Substantial Presence Test – Tracking your days
You can be deemed to be a U.S. resident for tax purposes and taxable in the U.S. on your worldwide income, if you spend too many days in the U.S. So it is crucial that you track your days of presence there. In fact, the U.S. has established the “Substantial Presence Test” which takes into account the number of days spent in the U.S. over the current taxation year and the two previous years. This test even includes days visiting for a simple shopping trip! To meet this test, you must be physically present in the U.S. on at least:
a) 31 days during the current year, and
b) 183 days during the 3-year period that includes the current year and the 2 years immediately before that, counting:
All the days you were present in the current year, and
• 1/3 of the days you were present in the first year before the current year, and
• 1/6 of the days you were present in the second year before the current year.
On December 7, 2011, former Prime Minister Harper and President Obama released the Beyond the Border Action Plan for Perimeter Security and Economic Competitiveness. As part of this Action Plan, Canada and the U.S. committed to establishing a coordinated entry and exit information system, which permits sharing information so that the record of a land entry into one country can be utilized to establish an exit record from the other. As part of this initiative, both countries now have information systems that track the number of days an individual is present in each country.

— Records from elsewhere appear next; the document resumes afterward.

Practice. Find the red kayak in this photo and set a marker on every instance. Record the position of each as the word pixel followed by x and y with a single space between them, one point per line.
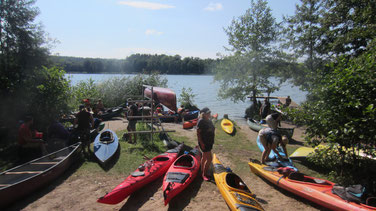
pixel 146 173
pixel 181 174
pixel 165 96
pixel 190 124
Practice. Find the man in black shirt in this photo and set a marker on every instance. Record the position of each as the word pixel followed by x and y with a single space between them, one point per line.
pixel 205 136
pixel 85 121
pixel 132 111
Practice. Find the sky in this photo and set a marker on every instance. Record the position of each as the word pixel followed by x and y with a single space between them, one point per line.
pixel 119 28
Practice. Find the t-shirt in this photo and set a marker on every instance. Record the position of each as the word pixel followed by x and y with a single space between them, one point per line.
pixel 57 130
pixel 24 132
pixel 265 110
pixel 83 120
pixel 207 130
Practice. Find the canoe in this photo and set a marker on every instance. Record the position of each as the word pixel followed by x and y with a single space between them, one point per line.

This information should be readily available and can be verified on the U.S. Department of Homeland Security website. You will need your passport number.
As a Canadian tax resident, should you determine that you fall under the U.S. Substantial Presence Test, you could still be exempt from U.S. taxation on your worldwide income. In fact, the Canada-U.S. income tax treaty sets out rules for deciding whether Canada or the U.S. has the right to claim you as a tax resident of their country when you are deemed to be a resident of both countries. The tax treaty allows you to determine which country you have a closer connection to by considering your actual residential ties. In order to demonstrate your closer connection to Canada when you are otherwise deemed to be a resident of the U.S. under the Substantial Presence Test, you must file Form 8840 – Closer Connection Exception Statement for Aliens with the IRS every year by June 15.